Çevremi, hayatımı hatta kaderimi kendimi değiştirerek farklı bir boyuta taşıdığımı gördüm. “ Ve Biz, her bir insanın kaderini kendi çabasına bağlı kıldık”. İsra süresi 13.Ayet
Ne çok yanılgıdaymışım kendimi değiştirmekten acizken başka insanların ahkam kesicisiymişim. Zavallı kendini bilmez nefsim.
Öyle kolay değildir değişim. Bir gecede sihirli bir değnek değmiyor omuzlarınıza bunu bizatihi sancısını iliklerine kadar yaşamış biri olarak söylüyorum. Çünkü kendimde sevmediğim bir huyumu değiştirmek çok istememe rağmen yıllarımı aldı.
Kemal Sayar bir köşe yazısında konuya şöyle değinmektedir.
“Değişmek istediğimiz yönlerde değişmekte zorlanmak insanlığın ortak sorunudur. Atılması gereken adımların çoğu kolay veya eğlenceli değildir. Bu da motivasyonu sağlamayı bir zorluk haline getiriyor. Bahanemiz ne olursa olsun -zaman yetersizliği, para yetersizliği-
kendimize ‘Çok zor’ olduğunu, ‘Rahatımı bozamam’ veya ‘O kadar motive değilim’ deriz.
Hayatımızda pozitif değişiklikler yapmak için nasıl daha çok motivasyon bulabiliriz? Değişikliğe ulaşmak için gerekli adımları atmanıza yardımcı olacak pek çok kitap var- daha organize olmak, sözgelimi, veya daha kendinden emin, veya daha hırslı olmak ya da daha sağlıklı yemek yemek.

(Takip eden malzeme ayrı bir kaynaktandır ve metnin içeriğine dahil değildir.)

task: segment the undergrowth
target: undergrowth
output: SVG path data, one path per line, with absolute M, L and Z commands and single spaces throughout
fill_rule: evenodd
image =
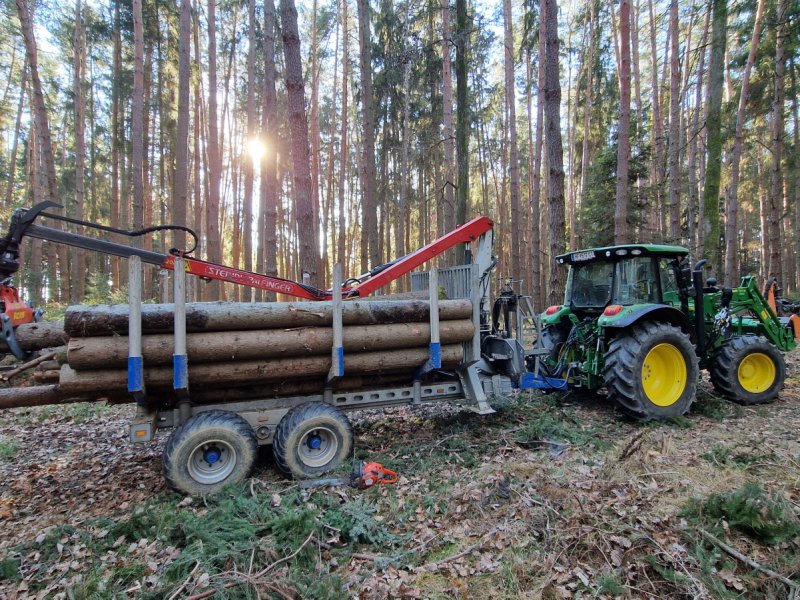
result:
M 774 546 L 800 535 L 800 519 L 778 493 L 746 483 L 739 489 L 691 500 L 683 511 L 690 523 L 724 532 L 723 522 L 757 542 Z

Değişimi hayata geçirmek için ne yapmanız gerektiğini söylerler ve bunu yapmaya hazırsanız bu harikadır”.
“Değişmek zordur ama imkansız değildir”.
“Yaradan Rabbinin adıyla oku”
Okumak gelişmenin birinci anahtarıdır, okumayan insan bilgili olduğunu iddia edemediği gibi gelişmeye ve kendisinde varolan olan potansiyeli keşfetme yetisine de sahipte değildir. Olumlu yönde değişim insanı bulunduğu konum ve ortamdan daha iyi olana yönlendirir. Bataklıkta bir gülde olabilirsin, çamurda.

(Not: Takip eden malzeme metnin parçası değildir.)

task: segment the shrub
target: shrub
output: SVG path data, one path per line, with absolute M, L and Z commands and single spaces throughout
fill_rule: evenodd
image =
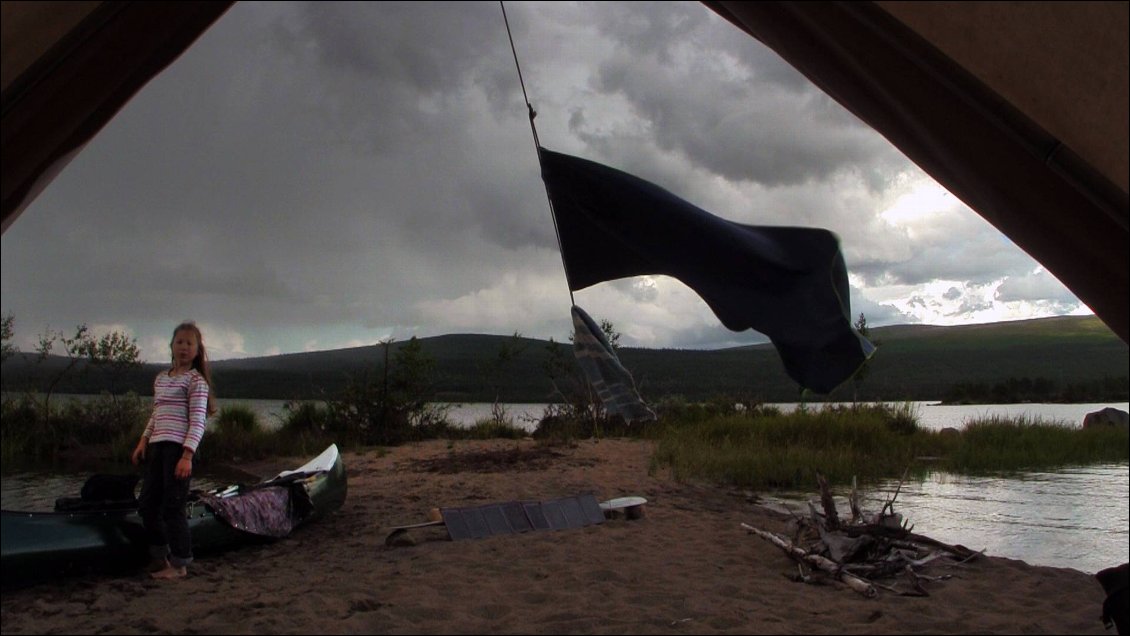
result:
M 225 406 L 200 442 L 196 459 L 212 463 L 268 457 L 276 451 L 273 440 L 274 436 L 263 430 L 251 408 L 242 404 Z
M 216 432 L 232 434 L 249 434 L 259 431 L 259 416 L 250 407 L 243 404 L 232 404 L 220 409 L 216 416 Z
M 463 434 L 470 439 L 523 439 L 529 436 L 525 429 L 497 418 L 475 422 L 474 426 L 464 429 Z
M 324 433 L 330 422 L 330 409 L 316 402 L 287 402 L 279 430 L 288 434 Z
M 5 470 L 53 463 L 62 451 L 84 446 L 109 446 L 116 459 L 128 459 L 150 411 L 133 393 L 69 400 L 52 408 L 51 417 L 45 408 L 46 402 L 32 394 L 5 398 L 0 414 Z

“Herkes yapıyor” cümlesi sürü yaşamını kendisine rehber edinmiş insanların vicdanlarını rahatlatma ve mazeret bulma politikalarıdır. Ben koyun değilim, düşünebilen bir varlığım. Herkes elindeki çöpünü sokağa atıyor diye benimde aynısını uygulamam gerekmiyor. Aklım bana bunun yanlış bir hareket olduğunu söyleyebilecek kapasitede. Bu yanlışı kendimde düzeltmek, uygun bir çöp kutusu bulana deyin çöpümü elimde taşımak küçük ama anlamlı bir değişimdir.
Başka insanların kusurlarını araştırmakta olan müthiş yetilerimiz ve sezgilerimiz kendimize geldiğinde büyük oranda sağır ve dilsizdir. Sanırım kendimizdeki olumsuzlukları manipüle edecek duygu, düşünce ve sözcüklere sahibiz.
“Ben hiç dedikodu sevmem” diye cümleye başlayıp dedikodunun tarihçesini yazdığımızı farketmeyişimiz gibi. Aklımızda sevmediğimiz kalıyor gerisi bizim için yemelik meze, meze içinse vahşet…
Değişmek farketmekle olur.
Bir şey karşına dikiliyorsa, seni yaralı yorsa, bırak gelişsin. Kök salıyorsun, deri değiştiriyorsun demektir. Der St.Exupery
Değişim dediğimizde hafızalarımızda (özellikle bizim kuşak ve öncesi için) Yeşilçam filmlerinden kalma olumsuzluklar canlanır, kibirlenme ve havalı olmakla özdeşleşen değişim önyargılarımızın kurbanı olmaktadır. Öyle ki ben hiç değişmedim hep aynı x kişiyim cümlesi marifetmiş gibi sığınağımız olmuştur. Oysa her insan değişmeli ve gelişmelidir. Olumlu yönde değişim günümüz dünyasında bozulan bir kuşağın son kurtarıcısı olacaktır. Tecrübeyle birleşen bilgi aktarımı gençlerin sıkı sıkıya tutunacağı bir yol olacaktır.
Stefan Zweig dediği gibi
“Dünyayı değiştiremiyorsan, dünyanı değiştirirsin. Hepsi bu”.